Community nimmt neuen Personalausweis unter ihre Fittiche

| Redakteur: Gerald Viola

Die Open-Source-Softwaremodule können kostenlos genutzt werden, um die Online-Ausweisfunktion in Internetangebote zu integrieren und zu testen
Die Open-Source-Softwaremodule können kostenlos genutzt werden, um die Online-Ausweisfunktion in Internetangebote zu integrieren und zu testen (Foto: BMI)

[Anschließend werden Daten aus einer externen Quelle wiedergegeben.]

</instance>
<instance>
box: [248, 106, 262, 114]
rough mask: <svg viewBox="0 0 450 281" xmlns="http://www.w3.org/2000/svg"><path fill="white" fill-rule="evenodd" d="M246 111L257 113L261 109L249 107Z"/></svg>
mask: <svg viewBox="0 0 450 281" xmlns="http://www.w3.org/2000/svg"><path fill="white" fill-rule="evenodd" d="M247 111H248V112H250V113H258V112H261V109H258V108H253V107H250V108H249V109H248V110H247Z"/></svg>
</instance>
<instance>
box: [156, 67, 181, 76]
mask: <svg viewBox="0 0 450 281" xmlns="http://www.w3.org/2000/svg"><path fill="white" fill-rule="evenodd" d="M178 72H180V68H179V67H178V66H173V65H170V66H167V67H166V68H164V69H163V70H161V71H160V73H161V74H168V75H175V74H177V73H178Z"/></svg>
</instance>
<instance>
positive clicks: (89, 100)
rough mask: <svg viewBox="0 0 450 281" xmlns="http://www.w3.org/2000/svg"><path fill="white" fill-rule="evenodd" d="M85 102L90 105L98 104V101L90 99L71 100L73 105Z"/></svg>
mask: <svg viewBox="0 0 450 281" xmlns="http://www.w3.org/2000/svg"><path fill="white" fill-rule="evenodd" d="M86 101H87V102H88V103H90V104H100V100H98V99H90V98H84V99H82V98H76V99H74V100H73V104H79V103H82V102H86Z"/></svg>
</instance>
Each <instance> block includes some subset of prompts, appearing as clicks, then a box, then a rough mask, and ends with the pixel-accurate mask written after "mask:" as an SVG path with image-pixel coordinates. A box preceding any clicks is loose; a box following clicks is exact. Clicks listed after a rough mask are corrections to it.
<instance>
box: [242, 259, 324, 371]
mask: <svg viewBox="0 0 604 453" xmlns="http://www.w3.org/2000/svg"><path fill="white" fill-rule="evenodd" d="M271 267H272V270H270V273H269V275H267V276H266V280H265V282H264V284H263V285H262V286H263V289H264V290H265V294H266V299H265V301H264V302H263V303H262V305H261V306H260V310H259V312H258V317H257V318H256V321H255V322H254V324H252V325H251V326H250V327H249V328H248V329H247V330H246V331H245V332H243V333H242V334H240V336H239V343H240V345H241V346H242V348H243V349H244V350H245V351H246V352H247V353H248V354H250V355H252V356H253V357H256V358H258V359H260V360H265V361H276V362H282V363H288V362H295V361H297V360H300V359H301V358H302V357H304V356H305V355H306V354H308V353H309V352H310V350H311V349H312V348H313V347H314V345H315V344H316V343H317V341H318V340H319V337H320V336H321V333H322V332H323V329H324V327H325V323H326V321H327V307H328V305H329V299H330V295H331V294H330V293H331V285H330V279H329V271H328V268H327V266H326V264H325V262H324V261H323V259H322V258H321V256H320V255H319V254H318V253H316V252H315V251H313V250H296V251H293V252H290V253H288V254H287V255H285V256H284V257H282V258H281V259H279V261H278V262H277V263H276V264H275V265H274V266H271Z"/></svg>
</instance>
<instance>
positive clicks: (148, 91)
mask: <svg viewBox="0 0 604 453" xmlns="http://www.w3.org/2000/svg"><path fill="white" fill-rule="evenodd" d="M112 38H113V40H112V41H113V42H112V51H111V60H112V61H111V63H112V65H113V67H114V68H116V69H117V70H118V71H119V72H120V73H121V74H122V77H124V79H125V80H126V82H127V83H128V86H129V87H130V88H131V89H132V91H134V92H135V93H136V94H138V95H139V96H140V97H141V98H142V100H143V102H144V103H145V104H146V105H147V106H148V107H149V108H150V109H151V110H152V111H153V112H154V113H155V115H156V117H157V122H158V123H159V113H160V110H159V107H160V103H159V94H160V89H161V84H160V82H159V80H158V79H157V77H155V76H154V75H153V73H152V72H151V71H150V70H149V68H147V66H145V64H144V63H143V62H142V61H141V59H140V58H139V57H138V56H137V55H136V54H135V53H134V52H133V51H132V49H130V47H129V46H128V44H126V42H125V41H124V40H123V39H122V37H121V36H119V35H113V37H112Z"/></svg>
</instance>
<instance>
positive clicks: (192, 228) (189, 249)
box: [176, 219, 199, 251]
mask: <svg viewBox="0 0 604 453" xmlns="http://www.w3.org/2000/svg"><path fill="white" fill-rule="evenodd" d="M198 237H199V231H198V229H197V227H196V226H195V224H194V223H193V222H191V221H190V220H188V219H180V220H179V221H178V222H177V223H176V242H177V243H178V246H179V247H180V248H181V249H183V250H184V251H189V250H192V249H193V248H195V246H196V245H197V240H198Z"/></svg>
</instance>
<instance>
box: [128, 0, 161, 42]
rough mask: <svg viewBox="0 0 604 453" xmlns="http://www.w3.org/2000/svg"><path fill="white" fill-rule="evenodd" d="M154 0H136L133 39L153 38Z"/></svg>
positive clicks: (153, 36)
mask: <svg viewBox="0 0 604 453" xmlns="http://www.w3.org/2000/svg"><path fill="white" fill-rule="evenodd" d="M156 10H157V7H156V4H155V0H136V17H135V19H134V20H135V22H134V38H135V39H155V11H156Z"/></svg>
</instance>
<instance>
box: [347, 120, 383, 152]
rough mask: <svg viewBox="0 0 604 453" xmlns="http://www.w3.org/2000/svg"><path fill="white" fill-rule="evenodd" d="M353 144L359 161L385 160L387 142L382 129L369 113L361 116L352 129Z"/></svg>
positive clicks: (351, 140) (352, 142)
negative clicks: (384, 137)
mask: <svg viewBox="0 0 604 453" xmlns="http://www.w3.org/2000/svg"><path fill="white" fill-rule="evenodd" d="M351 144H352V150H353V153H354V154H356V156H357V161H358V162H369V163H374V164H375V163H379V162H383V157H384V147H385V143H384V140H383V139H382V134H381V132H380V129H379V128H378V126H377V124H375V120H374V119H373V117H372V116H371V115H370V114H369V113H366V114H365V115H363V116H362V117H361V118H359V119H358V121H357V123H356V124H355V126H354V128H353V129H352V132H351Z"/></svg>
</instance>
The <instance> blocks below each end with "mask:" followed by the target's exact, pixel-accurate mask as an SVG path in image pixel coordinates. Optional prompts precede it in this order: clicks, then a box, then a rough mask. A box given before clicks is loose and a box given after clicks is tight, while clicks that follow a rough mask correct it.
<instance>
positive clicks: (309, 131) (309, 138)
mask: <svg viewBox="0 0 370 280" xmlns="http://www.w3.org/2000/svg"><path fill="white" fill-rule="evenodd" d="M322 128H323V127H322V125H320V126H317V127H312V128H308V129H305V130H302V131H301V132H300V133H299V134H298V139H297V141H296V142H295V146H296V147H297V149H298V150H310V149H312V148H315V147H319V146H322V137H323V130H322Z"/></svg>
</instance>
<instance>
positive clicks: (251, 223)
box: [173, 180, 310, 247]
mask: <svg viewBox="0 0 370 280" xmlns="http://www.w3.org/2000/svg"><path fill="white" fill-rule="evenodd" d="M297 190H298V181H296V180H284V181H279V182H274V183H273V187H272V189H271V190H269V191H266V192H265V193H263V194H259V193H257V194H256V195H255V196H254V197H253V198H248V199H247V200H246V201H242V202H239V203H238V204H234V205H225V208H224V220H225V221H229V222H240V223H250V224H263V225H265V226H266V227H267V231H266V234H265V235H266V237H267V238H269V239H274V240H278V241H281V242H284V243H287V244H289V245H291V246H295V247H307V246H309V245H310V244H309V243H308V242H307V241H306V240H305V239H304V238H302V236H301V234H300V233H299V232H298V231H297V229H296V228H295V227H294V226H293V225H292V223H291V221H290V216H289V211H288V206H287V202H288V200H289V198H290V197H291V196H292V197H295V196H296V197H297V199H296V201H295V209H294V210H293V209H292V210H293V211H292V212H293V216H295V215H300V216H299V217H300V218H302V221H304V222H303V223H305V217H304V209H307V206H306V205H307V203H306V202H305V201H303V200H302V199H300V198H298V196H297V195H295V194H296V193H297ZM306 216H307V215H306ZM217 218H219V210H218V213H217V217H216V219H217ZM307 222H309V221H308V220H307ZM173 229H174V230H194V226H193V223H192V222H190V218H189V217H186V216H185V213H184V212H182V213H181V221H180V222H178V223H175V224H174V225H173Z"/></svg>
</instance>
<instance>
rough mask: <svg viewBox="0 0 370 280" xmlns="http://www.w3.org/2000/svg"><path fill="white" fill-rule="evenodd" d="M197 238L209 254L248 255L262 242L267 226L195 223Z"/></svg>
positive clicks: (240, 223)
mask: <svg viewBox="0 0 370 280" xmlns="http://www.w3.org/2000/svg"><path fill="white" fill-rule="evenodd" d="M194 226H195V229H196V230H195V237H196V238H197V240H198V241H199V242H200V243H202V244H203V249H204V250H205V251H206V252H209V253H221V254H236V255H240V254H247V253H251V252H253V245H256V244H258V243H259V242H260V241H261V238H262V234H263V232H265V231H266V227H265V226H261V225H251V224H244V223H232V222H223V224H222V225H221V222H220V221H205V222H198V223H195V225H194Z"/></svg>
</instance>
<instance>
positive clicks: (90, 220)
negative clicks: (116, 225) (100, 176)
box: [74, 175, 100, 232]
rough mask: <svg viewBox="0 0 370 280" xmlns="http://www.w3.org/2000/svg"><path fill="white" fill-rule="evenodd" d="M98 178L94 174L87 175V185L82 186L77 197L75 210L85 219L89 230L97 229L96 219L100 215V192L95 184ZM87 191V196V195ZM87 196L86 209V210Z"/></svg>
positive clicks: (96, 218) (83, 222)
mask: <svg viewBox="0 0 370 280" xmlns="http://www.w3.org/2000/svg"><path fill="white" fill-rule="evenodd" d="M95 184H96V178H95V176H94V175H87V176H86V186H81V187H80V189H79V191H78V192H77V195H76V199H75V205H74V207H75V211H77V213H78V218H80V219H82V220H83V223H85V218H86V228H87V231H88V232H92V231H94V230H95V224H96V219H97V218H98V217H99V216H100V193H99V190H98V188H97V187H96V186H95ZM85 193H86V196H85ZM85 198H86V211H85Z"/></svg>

Partner aus Wissenschaft und Wirtschaft bauen in den kommenden drei Jahren eine Open Source Community auf, um neue Nutzungs­möglichkeiten für die Online-Ausweis­funktion des neuen Personalaus­weises (nPA) zu entwickeln. Das Bundesinnenministerium unterstützt das Projekt „PersoApp“.

Gerade mal 45 Behörden, Unternehmen und Organisationen listet aktuell der „Überblick über uns bekannte Anwendungen mit dem neuen Personalausweis“ des Kompetenzzentrums Neuer Personalausweis auf – gut zweieinhalb Jahre nach dem Start.

Nun wird ein Team aus Sozialwissenschaftlern und Informatikern bundesweit Bürger und Unternehmen dazu befragen, welche Anforderungen sie an die Benutzbarkeit von Internet-Dienstleistungen stellen.

Mit den Ergebnissen der Befragung wird das Projekt neue Anwendungsszenarien für die Online-Ausweisfunktion erarbeiten. Unternehmen und Behörden können diese Anwendungsszenarien nutzen, um eigene Angebote mit der Online-Ausweisfunktion zu entwickeln.

Außerdem stellt das Projekt bereits im Oktober 2013 eine Open-Source-Software-Bibliothek zur Verfügung. Die Softwaremodule können dann kostenlos genutzt werden, um die Online-Ausweisfunktion in Internetangebote zu integrieren und zu testen.

Nach Abschluss des Projekts wird ein Werkzeugkasten für die Entwicklung von Dienstleistungen mit der Online-Ausweisfunktion zur Verfügung stehen.

Das Konsortium von „PersoApp“ besteht aus der Technischen Universität Darmstadt sowie dem Fraunhofer-Institut für Sichere Informationstechnologie (SIT) im Rahmen des Center for Advanced Security Research Darmstadt (CASED) und der AGETO Service GmbH.